Predictably, this group is a complete tie. The port configuration is identical down to every output type and version number, so display compatibility and multi-monitor capability will be exactly the same regardless of which card a buyer chooses.

General info:
GPU architecture Blackwell Blackwell
release date May 2025 May 2025
Thermal Design Power (TDP) 145W 145W
PCI Express (PCIe) version 5 5
semiconductor size 5 nm 5 nm
number of transistors 21900 million 21900 million
Has air-water cooling
width 228 mm 220.5 mm
height 123 mm 120.25 mm

Underneath their respective coolers, these two cards are built on identical foundations: both use Nvidia's Blackwell architecture on a 5nm process node, pack the same 21.9 billion transistors, and operate within a 145W TDP. PCIe 5.0 support is shared as well, though in practice the bandwidth headroom of PCIe 5.0 far exceeds what either card demands, making the interface version a non-factor in real-world performance.
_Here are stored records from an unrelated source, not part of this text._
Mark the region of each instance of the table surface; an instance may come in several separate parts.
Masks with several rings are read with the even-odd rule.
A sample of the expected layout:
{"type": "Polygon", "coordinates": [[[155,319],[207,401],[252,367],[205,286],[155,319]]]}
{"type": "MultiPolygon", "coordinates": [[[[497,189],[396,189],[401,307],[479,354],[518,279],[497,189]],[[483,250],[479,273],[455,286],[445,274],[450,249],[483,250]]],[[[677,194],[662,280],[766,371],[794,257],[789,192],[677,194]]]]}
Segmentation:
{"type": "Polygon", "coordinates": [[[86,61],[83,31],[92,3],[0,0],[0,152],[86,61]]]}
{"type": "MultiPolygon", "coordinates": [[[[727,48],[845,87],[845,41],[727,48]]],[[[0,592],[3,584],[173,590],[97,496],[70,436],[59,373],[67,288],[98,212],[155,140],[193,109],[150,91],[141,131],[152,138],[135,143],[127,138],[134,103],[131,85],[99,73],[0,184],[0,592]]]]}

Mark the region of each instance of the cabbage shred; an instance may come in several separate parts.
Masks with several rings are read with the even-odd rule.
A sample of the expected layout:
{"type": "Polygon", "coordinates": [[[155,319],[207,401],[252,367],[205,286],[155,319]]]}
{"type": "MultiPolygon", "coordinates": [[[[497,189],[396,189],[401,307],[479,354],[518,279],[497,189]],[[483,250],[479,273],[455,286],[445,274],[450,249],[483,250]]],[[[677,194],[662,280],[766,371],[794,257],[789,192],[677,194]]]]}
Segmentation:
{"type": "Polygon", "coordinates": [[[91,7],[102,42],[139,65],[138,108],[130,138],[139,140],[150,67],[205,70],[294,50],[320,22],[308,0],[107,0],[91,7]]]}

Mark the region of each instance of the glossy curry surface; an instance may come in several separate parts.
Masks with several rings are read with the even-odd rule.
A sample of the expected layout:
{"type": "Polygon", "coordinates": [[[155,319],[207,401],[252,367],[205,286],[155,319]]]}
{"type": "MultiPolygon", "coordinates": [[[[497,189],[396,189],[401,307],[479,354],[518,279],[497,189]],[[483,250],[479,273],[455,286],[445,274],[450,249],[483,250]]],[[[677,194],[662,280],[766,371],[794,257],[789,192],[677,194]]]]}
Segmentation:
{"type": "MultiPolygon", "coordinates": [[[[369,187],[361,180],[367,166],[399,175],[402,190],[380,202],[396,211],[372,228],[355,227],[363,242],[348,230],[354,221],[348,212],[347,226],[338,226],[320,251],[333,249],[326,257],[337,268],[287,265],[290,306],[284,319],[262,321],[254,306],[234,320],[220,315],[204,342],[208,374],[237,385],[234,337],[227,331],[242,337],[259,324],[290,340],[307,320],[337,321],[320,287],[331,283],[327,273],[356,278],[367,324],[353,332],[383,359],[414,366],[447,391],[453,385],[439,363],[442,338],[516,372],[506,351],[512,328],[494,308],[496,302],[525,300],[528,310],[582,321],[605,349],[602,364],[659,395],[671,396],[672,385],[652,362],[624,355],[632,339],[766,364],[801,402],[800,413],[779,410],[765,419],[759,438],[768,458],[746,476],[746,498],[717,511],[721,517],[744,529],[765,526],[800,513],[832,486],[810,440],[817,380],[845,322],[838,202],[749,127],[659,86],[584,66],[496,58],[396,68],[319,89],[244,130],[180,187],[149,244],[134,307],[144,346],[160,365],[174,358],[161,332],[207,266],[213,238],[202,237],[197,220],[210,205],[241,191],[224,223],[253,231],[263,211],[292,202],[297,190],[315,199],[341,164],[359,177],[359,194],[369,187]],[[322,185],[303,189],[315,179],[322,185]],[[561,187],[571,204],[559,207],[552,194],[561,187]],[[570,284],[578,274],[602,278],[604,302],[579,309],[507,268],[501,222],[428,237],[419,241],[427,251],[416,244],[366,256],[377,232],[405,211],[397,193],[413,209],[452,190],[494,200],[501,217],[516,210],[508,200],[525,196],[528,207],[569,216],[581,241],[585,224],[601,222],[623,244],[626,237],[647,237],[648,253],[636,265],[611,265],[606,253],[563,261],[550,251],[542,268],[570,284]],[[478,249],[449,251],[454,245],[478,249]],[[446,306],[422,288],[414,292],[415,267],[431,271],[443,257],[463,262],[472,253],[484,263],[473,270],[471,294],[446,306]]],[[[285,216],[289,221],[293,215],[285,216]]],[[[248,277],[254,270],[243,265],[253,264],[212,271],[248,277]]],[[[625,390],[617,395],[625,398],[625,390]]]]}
Where this group finally surfaces a tangible — if minor — difference is in physical dimensions. The Asus Dual measures 228 × 123 mm, while the Zotac Twin Edge OC comes in slightly more compact at 220.5 × 120.25 mm, a difference of about 7.5 mm in length and under 3 mm in height. For most mid-tower and full-tower builds this gap is inconsequential, but in smaller form-factor cases where clearance is tight, the Zotac's marginally smaller footprint could be the deciding factor for fitment.

On the whole, this group is nearly a tie, with the Zotac Twin Edge OC holding a slight practical edge solely by virtue of its more compact dimensions. The shared TDP means power delivery and cooling requirements are identical, so neither card demands more from a system's PSU or airflow. Buyers constrained by case space should favor the Zotac; those with no such limitation have no reason to weigh this group in their decision.

Comparison Summary & Verdict

After examining every specification, the Asus Dual GeForce RTX 5060 and the Zotac Gaming GeForce RTX 5060 Twin Edge OC prove to be nearly identical cards, sharing the same base clocks, 8GB of GDDR7 memory, 448 GB/s bandwidth, a 145W TDP, and full support for ray tracing and DLSS. The main differentiator is the GPU turbo clock: the Zotac reaches 2527 MHz versus 2497 MHz on the Asus, yielding marginally better pixel, texture, and floating-point performance. On the physical side, the Asus measures 228 x 123 mm while the Zotac is the more compact option at 220.5 x 120.25 mm. Choose the Zotac for the highest out-of-box boost speed and a smaller footprint; opt for the Asus if its larger dimensions suit your case layout.

Asus Dual GeForce RTX 5060
Buy Asus Dual GeForce RTX 5060 if...

Buy the Asus Dual GeForce RTX 5060 if your PC case comfortably accommodates its slightly larger 228 x 123 mm footprint and the marginal performance difference is not a priority.

Zotac Gaming GeForce RTX 5060 Twin Edge OC
Buy Zotac Gaming GeForce RTX 5060 Twin Edge OC if...

Buy the Zotac Gaming GeForce RTX 5060 Twin Edge OC if you want the higher factory GPU turbo clock of 2527 MHz and a more compact 220.5 x 120.25 mm card for tighter builds.